Once in her 20s, her cramps and pre-menstrual acne worsened. The oral birth control pill helped, but came with numerous side effects that she just wasn’t comfortable with. Throughout her life experience and education, she now realizes that although menstruation can be uncomfortable it brings womanhood, fertility and a cycle to connect us with the rhythms of the earth. Additionally, there are foods, herbs and vitamins that can significantly help woman with their menstrual cycles and there are many effective alternatives other than the birth control pill!

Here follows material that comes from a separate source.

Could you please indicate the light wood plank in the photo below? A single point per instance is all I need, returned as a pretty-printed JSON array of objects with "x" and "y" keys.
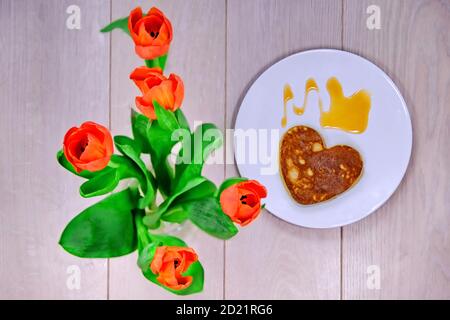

Looking back, Emily wishes that there was a resource or open database where she could learn more about the changes that take place in the female body find helpful tips and tricks on how to have a healthier period and balanced hormones. Periodmakeover.com was born out of both Gabriela’s and Emily’s desire to help women everywhere gain better understanding of their cycles and provide useful information to achieve hormonal balance.

What kind of menstrual protection do you use?

Gabriela always uses a DivaCup and, on occasion, GladRags. Emily uses GladRags or LunaPads and in a pinch will opt for organic cotton disposable pads.

emilylipinskiDr. Emily Lipinski, ND, HBSc, and Gabriela Delano-Stephens, RHN, BSc, of periodmakeover.com, are both food lovers and passionate about bringing the body back to health through natural remedies wherever possible. They started their website to bring awareness to women about the importance of attaining health through natural methods to balance hormones and reduce premenstrual symptoms.

Dr. Lipinski graduated from the Canadian College of Naturopathic Medicine in Toronto, Ontario, and is a member of the Ontario Association of Naturopathic Doctors. She practices in the greater Toronto area. She strongly believes in addressing the root cause of a medical issue and using natural therapies either alone or in conjunction with conventional western medicine. She has a passion for women’s health, including premenstrual syndrome, menopause, and antiaging. She is committed to helping her patients feel great and look their best.

gabrieladelanostephensGabriela is a holistic nutritionist and loves many aspects of food, from growing food and preparing meals to knowing how it works in the body to create optimum health. She works with clients from around the world, helping them to achieve their health goals.

Gabriela is also passionate about yoga and is a certified yoga teacher. Yoga caught her attention with its power to calm the mind, heal the body, and release emotional tension as it taps into creative energy and allows us to transcend self-doubt.